Type of Document Dissertation
Author Silverman, William John
URN etd-03292011-194102
Title Seeing While Blind: Disability, Theories Of Vision, And Milton's Poetry
Degree Doctor of Philosophy
Department English, Department of
Advisory Committee
Advisor Name Title
Bruce Boehrer Committee Chair
Anne Coldiron Committee Member
Elizabeth Spiller Committee Member
Martin Kavka University Representative
Keywords
  • John Milton
  • Disability
  • Blindness
  • Theories Of Vision
  • Embodiment
  • Historical Phenomenology
Date of Defense 2011-03-03
Availability unrestricted
Abstract
Seeing while Blind: Disability, Theories of Vision, and Milton’s Poetry demonstrates that Milton used his blindness as a literary trope to represent blindness and vision in his poetry. It also addresses how blindness affected the way Milton saw the world through his poetry. Milton invested a scientific interest in his blindness, as evidenced by his letters to Philaras. That Blindness had an impact on Milton’s poetry is a given that many readers take for granted. Many scholars have addressed the impact Milton’s blindness had on his poetry, and a few have even attempted to retroactively diagnose Milton’s condition, but some of the best work has situated Milton’s blindness in a cultural context.

When Milton started to lose his sight, and realized how much he relied on sight as a poet, he likely realized the importance of advances in natural philosophy, and especially in “physick.” Therefore Milton pursued all medical avenues available to him in an effort to save his sight. Milton’s obsession to stave off blindness split him between the way he saw himself as a poet and the way he saw himself as a Christian. Milton identifies specific developments in natural philosophy and medicine that relate to one’s ability to see. This shows the poet’s interest in human endeavors to improve the fallen body and seek new ways to acquire the “wisdom at one entrance quite shut” (PL III.50). At the same time, Milton’s blind personas and characters often simultaneously lament blindness and rejoice in the divine guidance it solicits.
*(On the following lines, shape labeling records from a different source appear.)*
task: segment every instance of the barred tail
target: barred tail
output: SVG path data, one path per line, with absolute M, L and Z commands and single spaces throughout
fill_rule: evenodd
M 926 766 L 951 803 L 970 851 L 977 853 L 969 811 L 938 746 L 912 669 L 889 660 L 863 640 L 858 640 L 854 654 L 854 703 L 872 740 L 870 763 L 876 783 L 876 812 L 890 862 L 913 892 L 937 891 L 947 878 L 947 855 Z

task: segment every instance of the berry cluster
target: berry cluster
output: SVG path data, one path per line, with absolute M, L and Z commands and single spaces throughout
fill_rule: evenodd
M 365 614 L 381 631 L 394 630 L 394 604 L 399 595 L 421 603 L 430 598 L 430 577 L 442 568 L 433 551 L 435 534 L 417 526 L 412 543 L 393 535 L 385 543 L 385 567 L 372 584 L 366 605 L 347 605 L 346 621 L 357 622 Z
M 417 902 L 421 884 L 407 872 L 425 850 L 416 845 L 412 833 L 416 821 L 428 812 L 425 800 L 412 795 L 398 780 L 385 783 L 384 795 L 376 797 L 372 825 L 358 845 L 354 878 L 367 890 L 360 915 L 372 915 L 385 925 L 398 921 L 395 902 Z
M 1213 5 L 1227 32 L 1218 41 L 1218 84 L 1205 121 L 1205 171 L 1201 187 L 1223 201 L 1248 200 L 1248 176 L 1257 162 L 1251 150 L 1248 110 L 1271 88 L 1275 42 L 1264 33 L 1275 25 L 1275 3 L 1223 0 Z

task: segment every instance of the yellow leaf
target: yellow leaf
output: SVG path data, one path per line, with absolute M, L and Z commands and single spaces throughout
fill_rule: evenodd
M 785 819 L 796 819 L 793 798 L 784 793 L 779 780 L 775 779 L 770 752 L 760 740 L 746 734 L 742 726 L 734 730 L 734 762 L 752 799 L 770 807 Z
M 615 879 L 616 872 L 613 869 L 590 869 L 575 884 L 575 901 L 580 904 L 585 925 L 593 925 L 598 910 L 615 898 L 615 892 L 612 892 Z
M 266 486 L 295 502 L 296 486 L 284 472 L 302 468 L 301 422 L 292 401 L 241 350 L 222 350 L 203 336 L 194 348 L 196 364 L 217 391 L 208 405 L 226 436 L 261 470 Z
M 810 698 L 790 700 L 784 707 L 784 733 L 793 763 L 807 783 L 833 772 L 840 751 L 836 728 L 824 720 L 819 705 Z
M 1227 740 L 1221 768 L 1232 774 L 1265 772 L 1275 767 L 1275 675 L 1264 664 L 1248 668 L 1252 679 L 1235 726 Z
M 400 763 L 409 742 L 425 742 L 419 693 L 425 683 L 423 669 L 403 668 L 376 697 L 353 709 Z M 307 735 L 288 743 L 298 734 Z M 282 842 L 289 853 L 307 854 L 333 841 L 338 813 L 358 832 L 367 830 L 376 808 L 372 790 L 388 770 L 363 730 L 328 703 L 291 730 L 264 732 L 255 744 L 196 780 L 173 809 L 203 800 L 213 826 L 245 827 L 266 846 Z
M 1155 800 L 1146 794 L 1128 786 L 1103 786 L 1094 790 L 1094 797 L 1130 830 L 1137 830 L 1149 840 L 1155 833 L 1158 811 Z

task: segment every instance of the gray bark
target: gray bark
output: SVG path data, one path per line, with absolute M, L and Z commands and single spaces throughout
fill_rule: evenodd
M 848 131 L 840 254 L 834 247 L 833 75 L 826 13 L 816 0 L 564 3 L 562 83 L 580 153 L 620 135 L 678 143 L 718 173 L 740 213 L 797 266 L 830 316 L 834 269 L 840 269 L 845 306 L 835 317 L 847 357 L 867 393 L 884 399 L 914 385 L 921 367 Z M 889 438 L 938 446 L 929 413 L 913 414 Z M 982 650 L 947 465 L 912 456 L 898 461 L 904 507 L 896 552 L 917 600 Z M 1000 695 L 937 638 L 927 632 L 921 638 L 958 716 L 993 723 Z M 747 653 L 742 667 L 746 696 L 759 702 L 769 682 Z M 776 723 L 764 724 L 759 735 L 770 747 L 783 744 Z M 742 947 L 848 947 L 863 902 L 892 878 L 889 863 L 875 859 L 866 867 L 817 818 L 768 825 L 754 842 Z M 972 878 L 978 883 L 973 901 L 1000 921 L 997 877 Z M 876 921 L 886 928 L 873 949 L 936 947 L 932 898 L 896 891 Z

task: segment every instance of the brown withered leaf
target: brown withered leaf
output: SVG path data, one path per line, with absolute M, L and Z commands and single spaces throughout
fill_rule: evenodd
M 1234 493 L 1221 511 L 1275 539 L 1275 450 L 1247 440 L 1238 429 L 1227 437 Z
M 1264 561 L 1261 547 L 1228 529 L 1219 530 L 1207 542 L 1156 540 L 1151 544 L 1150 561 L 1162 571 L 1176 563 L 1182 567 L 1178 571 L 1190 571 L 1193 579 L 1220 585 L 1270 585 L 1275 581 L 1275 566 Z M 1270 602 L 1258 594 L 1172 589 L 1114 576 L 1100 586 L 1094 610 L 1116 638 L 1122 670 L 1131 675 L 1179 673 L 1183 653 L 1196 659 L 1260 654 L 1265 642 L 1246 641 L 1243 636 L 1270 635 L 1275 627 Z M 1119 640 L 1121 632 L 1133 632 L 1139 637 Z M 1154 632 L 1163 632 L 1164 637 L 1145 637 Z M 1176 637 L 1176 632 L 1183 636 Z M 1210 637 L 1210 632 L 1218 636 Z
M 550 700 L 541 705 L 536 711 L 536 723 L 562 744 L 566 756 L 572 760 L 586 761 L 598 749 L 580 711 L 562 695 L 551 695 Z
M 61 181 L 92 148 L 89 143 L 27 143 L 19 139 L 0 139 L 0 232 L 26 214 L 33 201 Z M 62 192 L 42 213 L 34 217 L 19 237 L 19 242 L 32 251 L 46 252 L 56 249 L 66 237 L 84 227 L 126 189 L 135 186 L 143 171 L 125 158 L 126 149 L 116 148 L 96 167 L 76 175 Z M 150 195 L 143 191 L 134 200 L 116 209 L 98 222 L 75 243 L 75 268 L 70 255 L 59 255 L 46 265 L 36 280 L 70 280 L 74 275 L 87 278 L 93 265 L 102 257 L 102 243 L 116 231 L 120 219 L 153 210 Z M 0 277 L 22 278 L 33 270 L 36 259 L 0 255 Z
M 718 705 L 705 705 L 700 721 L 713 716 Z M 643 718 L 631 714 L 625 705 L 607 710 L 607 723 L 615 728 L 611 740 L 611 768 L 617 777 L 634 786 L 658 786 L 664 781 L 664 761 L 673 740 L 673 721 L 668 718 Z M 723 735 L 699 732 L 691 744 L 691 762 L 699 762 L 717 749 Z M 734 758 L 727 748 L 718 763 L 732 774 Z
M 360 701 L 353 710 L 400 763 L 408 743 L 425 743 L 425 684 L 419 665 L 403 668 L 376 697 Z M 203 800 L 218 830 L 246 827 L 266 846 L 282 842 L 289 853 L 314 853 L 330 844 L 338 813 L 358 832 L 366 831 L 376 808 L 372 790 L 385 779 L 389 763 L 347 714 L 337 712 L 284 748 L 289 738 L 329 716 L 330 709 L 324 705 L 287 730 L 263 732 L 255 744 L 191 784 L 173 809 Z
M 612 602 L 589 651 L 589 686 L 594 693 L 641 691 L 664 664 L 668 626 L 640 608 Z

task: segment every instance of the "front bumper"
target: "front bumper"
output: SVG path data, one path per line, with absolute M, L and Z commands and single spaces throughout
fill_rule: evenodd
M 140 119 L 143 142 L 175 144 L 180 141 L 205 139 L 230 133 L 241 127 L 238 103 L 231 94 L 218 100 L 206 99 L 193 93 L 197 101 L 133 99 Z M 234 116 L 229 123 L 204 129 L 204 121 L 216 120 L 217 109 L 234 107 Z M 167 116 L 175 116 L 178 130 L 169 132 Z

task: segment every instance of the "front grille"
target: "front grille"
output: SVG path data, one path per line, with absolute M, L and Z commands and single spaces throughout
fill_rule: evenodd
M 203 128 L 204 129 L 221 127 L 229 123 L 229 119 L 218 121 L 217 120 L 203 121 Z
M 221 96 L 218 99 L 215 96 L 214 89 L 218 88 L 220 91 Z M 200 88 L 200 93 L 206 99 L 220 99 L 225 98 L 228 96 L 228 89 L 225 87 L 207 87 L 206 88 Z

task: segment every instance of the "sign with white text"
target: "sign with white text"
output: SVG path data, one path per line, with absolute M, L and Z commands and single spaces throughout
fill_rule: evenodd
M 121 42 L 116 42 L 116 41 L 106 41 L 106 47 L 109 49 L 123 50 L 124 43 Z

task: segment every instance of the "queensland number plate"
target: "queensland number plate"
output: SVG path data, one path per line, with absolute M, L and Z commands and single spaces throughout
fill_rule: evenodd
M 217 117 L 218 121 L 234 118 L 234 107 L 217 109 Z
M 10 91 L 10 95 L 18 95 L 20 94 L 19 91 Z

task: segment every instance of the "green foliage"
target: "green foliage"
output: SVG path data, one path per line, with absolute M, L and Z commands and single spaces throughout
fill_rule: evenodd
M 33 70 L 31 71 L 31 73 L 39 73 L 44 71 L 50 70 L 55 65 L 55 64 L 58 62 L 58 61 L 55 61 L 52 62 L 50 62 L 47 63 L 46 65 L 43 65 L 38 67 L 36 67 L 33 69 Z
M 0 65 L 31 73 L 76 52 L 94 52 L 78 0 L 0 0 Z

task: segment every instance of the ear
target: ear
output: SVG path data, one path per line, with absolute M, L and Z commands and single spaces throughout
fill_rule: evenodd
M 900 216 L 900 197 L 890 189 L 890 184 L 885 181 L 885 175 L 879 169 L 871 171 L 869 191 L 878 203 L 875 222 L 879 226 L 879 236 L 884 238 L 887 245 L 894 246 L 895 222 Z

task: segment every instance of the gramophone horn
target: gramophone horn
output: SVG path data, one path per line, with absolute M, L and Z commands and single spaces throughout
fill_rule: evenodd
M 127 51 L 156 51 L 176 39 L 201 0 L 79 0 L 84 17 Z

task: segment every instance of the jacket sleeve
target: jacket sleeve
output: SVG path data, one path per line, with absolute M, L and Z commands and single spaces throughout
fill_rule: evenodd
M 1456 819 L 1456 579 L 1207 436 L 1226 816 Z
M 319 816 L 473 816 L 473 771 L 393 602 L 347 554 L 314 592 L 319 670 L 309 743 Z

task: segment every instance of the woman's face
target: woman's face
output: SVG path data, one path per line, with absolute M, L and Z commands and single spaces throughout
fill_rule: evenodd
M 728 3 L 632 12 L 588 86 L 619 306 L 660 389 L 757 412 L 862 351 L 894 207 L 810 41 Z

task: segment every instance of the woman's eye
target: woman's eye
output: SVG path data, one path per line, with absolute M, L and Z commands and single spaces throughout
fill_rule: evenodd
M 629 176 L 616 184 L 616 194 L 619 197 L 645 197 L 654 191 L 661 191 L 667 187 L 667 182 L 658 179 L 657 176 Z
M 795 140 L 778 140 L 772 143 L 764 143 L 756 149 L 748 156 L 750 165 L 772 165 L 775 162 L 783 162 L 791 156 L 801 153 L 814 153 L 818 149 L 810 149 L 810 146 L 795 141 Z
Milton never seems able to reconcile this dichotomy, but it reveals more nuances in meaning as well as the greater influence experimental philosophy had on his poetry.

As readers a few hundred years removed from the age of Milton, we cannot experience the world the way he did. Our senses are cut off from his experiences. However, through careful research and analysis, we can reconstruct Milton’s world. Though we have a much greater understanding of the way the body functions today, Milton’s world viewed the functions of the body through a different criterion. Milton still negotiates his world through other senses, which he uses to create new worlds and which he uses to access a wisdom not shut out by his blindness. Through his efforts, Milton creates a new way to see the world poetically.